At the summit, the Agence Française de Développement – an IDFC member — signed accords with Mauritius, Niger, Tunisia and the Comoros – as part of the agency’s Adapt’Action Facility.

With financing of 30 million euros over four years, Adapt’Action seeks to “accompany 15 developing countries that are particularly vulnerable to climate change impacts, in the implementation of the Paris Agreement regarding adaptation,” the agency stated.

An official from Niger spoke compellingly of problems that included desertification. The country has been cited as an example of France not doing enough for its former colonies, and political analysts question whether that will change under Macron.
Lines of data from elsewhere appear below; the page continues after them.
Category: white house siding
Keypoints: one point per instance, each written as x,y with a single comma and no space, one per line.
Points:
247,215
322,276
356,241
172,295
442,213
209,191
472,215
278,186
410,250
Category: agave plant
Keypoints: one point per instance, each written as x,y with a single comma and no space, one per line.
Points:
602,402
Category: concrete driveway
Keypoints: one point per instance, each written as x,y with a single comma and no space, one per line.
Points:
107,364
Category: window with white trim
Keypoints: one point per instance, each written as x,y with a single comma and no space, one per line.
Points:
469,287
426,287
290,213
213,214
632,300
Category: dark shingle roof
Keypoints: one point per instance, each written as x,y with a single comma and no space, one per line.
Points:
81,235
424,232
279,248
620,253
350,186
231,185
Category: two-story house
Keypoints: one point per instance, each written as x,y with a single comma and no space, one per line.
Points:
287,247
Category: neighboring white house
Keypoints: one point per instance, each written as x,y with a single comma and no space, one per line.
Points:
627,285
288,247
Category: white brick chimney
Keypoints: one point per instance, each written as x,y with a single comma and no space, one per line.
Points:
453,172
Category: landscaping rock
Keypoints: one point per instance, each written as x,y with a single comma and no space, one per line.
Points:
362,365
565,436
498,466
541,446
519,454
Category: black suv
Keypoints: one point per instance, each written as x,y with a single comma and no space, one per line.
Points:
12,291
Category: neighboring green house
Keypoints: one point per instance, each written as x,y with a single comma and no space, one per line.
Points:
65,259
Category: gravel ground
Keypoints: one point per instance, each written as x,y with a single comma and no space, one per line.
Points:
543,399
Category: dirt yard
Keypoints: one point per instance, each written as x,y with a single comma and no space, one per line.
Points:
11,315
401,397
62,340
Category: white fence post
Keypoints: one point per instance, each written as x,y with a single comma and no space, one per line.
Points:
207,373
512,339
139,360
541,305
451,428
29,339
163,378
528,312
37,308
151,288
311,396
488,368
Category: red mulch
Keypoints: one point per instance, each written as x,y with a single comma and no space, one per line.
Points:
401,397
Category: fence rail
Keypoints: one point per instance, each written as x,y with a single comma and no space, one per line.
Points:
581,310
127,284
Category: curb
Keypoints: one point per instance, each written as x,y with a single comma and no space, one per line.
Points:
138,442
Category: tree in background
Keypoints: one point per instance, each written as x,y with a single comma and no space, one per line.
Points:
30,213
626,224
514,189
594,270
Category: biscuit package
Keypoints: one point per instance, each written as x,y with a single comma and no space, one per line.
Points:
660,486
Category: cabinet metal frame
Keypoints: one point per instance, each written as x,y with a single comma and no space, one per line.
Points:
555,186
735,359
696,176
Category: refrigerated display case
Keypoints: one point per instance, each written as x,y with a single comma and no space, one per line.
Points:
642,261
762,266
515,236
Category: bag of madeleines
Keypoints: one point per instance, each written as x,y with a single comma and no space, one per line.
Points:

The European Union meanwhile said that its External Investment Plan (EIP) is set to mobilise some 44 billion euros to “partner countries in Africa and the EU Neighbourhood” by 2020.

Among its goals, the EIP aims to “contribute to the UN’s sustainable development goals while tackling some of the root causes of migration,” according to the EU.

Regarding Asia and the Pacific, officials at the summit said action by countries in the region were “encouraging”. Heads of state included the prime ministers of Bangladesh and Fiji, who spoke of their climate initiatives. Fiji’s Prime Minister Frank Bainimarama said the country was among the first emerging states to offer a green bond.

The international nature of the summit made the U.S. absence even more noticeable. As U.S. President Donald Trump had announced earlier this year that the country would withdraw from the Paris Agreement, he was not invited, French officials said.

Other American climate figures were present, however, such as businessman and former New York Mayor Michael Bloomberg, former California governor and actor Arnold Schwarzenegger, Microsoft founder Bill Gates and former Secretary of State John Kerry.

Bloomberg said that around the world, businesses were taking “responsible” action because investors want to put their money in environmentally friendly companies.

Still, for some NGOs, not enough is being done, and the summit was more of what they had heard before.

“If governments and business are sincere in their commitment to the goals of the Paris Agreement, they would cease their financing of dirty and harmful energy projects around the world and would instead accept their responsibility for providing public finance to address climate change instead of letting business dictate the agenda,” said Meena Raman of Third World Network.